Luis Fernandez de Cordoba is a Panamanian-born luthier based in Washington, D.C. who started building guitars in 2000. Although he began constructing and repairing acoustic guitars of all styles, in 2009 he began to dedicate himself exclusively to classical and flamenco guitars.
Inspired by the traditional Spanish method of construction, Luis has spent a great deal of time studying the great masters of the past like Antonio de Torres, Santos Hernandez, Hermann Hauser I, and Robert Bouchet. He has also apprenticed in both the U.S. and Granada, Spain.
Although thoroughly traditional, his instruments have taken on a slightly eclectic style as a result of experiences in various workshops across the United States, Spain, Mexico, and Argentina.
Perhaps the most notable feature of this instrument is his use of the partial wooden tornavoz fitted inside the soundhole, which helps focus the sound in its outward projection and gives the guitar added power.
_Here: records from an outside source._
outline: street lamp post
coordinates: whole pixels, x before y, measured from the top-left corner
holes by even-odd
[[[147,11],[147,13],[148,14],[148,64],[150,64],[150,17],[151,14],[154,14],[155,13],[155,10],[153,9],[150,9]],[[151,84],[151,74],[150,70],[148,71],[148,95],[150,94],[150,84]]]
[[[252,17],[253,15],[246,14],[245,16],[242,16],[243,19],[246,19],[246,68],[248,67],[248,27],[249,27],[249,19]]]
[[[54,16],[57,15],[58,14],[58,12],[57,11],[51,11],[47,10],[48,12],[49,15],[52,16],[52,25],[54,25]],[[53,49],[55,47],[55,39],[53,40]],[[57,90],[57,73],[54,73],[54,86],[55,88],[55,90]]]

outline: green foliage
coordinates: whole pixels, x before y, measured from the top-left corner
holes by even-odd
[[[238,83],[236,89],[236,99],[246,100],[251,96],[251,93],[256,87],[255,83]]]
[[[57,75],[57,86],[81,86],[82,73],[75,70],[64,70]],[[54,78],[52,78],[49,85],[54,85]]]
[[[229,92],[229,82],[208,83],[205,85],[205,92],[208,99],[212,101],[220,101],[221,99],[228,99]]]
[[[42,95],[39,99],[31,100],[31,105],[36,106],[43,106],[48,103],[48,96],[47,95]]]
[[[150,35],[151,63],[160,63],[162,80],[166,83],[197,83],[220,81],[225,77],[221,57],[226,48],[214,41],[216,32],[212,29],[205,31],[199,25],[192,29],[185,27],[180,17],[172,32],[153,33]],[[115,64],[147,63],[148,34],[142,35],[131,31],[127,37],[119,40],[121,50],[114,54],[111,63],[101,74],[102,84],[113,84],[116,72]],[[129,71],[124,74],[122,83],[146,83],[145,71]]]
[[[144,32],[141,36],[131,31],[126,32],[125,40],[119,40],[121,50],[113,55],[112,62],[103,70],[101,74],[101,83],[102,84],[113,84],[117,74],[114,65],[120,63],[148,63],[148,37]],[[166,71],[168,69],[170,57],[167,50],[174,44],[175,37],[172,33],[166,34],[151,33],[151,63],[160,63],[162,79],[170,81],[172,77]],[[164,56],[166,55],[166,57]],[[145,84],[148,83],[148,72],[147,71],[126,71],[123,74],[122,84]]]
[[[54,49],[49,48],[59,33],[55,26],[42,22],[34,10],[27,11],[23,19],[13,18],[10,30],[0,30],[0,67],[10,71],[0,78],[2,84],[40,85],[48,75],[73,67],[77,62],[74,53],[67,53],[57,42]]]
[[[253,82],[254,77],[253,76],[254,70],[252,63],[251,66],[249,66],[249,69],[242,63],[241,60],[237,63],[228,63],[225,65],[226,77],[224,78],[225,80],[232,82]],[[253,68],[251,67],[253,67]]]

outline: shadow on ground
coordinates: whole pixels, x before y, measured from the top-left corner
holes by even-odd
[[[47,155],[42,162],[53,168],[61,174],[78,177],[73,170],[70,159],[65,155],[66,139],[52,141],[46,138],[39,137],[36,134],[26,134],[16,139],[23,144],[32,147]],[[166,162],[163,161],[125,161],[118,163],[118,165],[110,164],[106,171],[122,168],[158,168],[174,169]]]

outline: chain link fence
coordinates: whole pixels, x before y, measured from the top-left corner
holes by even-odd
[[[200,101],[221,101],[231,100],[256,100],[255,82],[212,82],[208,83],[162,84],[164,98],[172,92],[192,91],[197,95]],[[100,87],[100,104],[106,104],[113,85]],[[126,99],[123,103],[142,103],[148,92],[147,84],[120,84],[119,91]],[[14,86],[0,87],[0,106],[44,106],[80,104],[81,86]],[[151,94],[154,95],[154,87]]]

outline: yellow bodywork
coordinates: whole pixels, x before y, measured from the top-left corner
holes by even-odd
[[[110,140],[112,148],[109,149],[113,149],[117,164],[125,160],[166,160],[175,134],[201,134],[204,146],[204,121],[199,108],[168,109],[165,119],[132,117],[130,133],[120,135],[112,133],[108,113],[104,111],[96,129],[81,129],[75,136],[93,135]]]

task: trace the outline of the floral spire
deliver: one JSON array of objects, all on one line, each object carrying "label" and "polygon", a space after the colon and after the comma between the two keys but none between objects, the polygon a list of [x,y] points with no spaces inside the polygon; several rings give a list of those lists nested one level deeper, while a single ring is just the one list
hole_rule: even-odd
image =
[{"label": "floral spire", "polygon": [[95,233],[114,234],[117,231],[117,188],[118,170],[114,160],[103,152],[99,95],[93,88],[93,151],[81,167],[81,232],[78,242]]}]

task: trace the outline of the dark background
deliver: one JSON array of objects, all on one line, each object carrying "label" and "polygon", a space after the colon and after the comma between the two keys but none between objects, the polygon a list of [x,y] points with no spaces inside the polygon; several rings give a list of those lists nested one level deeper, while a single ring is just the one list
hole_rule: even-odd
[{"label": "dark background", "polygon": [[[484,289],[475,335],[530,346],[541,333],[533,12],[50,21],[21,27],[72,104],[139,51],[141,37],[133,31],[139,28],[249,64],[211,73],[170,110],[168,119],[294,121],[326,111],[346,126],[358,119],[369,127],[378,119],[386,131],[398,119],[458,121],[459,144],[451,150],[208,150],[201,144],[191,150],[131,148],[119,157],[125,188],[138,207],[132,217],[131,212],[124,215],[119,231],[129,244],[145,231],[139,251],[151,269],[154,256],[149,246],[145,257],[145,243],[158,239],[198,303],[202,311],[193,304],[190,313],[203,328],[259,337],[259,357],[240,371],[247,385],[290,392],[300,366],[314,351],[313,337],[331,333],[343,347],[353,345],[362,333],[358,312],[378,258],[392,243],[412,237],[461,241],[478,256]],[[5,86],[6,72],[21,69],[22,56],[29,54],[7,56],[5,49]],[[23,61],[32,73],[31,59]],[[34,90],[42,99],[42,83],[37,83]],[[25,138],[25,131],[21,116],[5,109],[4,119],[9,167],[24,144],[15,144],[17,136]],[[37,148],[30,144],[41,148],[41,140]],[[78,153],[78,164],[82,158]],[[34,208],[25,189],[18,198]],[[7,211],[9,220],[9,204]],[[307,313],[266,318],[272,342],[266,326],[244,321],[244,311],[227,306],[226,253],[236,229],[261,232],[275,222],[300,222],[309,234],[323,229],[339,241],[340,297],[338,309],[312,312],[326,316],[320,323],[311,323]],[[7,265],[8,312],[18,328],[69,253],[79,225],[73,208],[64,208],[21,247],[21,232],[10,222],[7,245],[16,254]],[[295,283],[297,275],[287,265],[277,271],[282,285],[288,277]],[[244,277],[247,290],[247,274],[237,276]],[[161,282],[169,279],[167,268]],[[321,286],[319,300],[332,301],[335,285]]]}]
It also turns the sound back into the box, causing the back to resonate more against the player’s body and enhancing the bond between instrument and player and creating a rich and lush sound.
In Fernandez’s own words:
“I got started in luthery while in my late teens. Interested in the alternative way of life of the artisan, I sought to find viable means to make my livelihood as such. Since I was playing bass, it seemed natural to experiment on my own instrument, and I discovered I had the knack for this sort of work. I began building my collection of tools, some of which I still have. All this time I always had in mind my ultimate goal: to become a luthier. Time has gone by. I completed a certified guitar-making course, followed by an apprenticeship, repair work and construction of classical, steel string and bass guitars. I’ve spent time with dozens of luthiers of all types, in the United States, Spain, Mexico, Argentina and my native country, Panamá. I continue to read all the books on guitars and luthery that I can get my hands on and I am a member of the Guild of American Luthiers.
All of this cannot replace the fact that one learns to do anything by simply doing it: by experimenting and using one’s heart, intellect and creativity to always make the best that one is capable of, and by doing good work that one can be proud of. This is the essence of what it is to be a true artisan and is what I love the most about my work. I seek to combine the beauty of art with all the technique of engineering in my work, drawing from both my knowledge base and my intuition.”
We are very pleased to be working with this fine young maker.